Available resources - RAM and multiprocessing  

  By: lWM on Feb. 22, 2024, 6:58 p.m.

Hello,

I would like to ask about the mentioned 64GB RAM for medium/large-gpu enviroments.

Each time attempting to run a job using the jobman I get the following error: "RuntimeError: DataLoader worker is killed by signal: Bus error. It is possible that dataloader's workers are out of shared memory. Please try to raise your shared memory limit", even though the process should not consume more than ~10 GB of RAM.

Is it blocked to use multiprocessing within the jobman jobs? I solved the error by setting the num_workers to 0 so only the main process loads the data, however such a solution is incredibly slow.

Bests,

Re: Available resources - RAM and multiprocessing  

  By: alvaroparicio on Feb. 27, 2024, 7:31 a.m.

Hi, sorry for the late reply. There is no limit explicitly configured for the amount of memory in this case. What we see in this link is that maybe the "shared memory" means the /dev/shm partition which in docker containers is limited by default to 64MB. We can try to increase depending on the rest of containers in the kubernetes node where job is running, but it can take some complexity. The other solution is to disable the use of shared memory by the dataloader in your algorithm (dataloader._use_shared_memory = False, see an example).
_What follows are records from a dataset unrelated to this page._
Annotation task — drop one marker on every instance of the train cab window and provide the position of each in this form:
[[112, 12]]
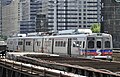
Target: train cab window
[[98, 44], [91, 44], [107, 44]]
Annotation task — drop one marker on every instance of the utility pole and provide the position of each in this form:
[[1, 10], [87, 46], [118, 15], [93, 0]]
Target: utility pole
[[1, 18]]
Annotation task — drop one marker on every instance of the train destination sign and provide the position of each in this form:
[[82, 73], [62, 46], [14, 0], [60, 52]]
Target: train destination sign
[[117, 0]]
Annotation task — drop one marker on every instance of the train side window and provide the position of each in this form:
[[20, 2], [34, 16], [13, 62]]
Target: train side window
[[98, 44], [107, 44], [64, 44], [91, 44]]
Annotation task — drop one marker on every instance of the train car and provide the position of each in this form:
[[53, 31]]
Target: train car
[[88, 45]]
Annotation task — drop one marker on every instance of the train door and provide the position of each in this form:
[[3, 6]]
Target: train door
[[33, 45], [69, 46], [99, 46], [52, 45]]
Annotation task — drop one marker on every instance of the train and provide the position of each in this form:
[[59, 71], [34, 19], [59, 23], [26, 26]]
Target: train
[[90, 45]]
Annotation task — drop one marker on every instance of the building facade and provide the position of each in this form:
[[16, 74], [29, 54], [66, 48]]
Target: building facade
[[28, 15], [71, 14], [110, 20], [10, 18]]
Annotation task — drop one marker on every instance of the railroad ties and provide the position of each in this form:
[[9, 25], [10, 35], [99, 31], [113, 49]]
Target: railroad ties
[[49, 65]]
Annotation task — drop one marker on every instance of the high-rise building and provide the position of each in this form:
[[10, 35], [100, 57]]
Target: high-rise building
[[10, 22], [71, 14], [28, 16], [111, 20]]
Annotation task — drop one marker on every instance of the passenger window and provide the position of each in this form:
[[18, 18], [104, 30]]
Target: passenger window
[[107, 44], [38, 43], [98, 44], [91, 44]]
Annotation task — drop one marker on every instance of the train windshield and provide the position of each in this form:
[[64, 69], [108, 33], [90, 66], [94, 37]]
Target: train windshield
[[107, 44], [98, 44]]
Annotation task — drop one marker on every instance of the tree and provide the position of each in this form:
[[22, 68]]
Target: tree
[[95, 28]]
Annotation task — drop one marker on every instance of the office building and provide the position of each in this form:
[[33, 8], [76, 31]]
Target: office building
[[71, 14]]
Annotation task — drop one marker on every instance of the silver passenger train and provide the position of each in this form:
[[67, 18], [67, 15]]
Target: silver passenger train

On the other hand, you say the solution of set num_workers to 0 is incredibly slow. We see you are requesting the large-gpu flavor but using the default image "ubuntu-python:latest" which not includes the CUDA libraries. So maybe you are not really using the GPU. You should include the argument "-i ubuntu-python:latest-cuda" in the command line with jobman. Hope we could help!

Re: Available resources - RAM and multiprocessing  

  By: lWM on Feb. 28, 2024, 1:26 p.m.

Hi,

It seems that the problem is caused by some GIL-related blocks on the platform. I checked and even though I use the "ubuntu-python:latest" image my code correctly uses the GPU and CUDA libraries.

Finally I managed to somehow train the networks (they are lightweight), however, being able to perform the multiprocessing loading would probably speed-up the training significantly.

Bests,

Re: Available resources - RAM and multiprocessing  

  By: agaldran on March 3, 2024, 1:26 a.m.

Hello,

I believe I might be having the same problem, see screenshot. Any clue? Thanks!

Re: Available resources - RAM and multiprocessing  

  By: lWM on March 4, 2024, 7:55 p.m.

This is exactly the problem I encountered - the only way to solve it that worked for me was to set the number of workers to 0.

Re: Available resources - RAM and multiprocessing  

  By: alvaroparicio on March 5, 2024, 7:41 a.m.

Hi, we finally increased the limit of shared memory (i.e. /dev/shm) to the half of the RAM memory (aprox.) for each case: 14 GB for small-gpu and 30 GB for medium-gpu, large-gpu and no-gpu, and 3 GB for desktops. So you can test again if the dataloader's worker is killed.

Re: Available resources - RAM and multiprocessing  

  By: lWM on March 5, 2024, 9:18 a.m.

Thank you. It works now and the training speed is increased.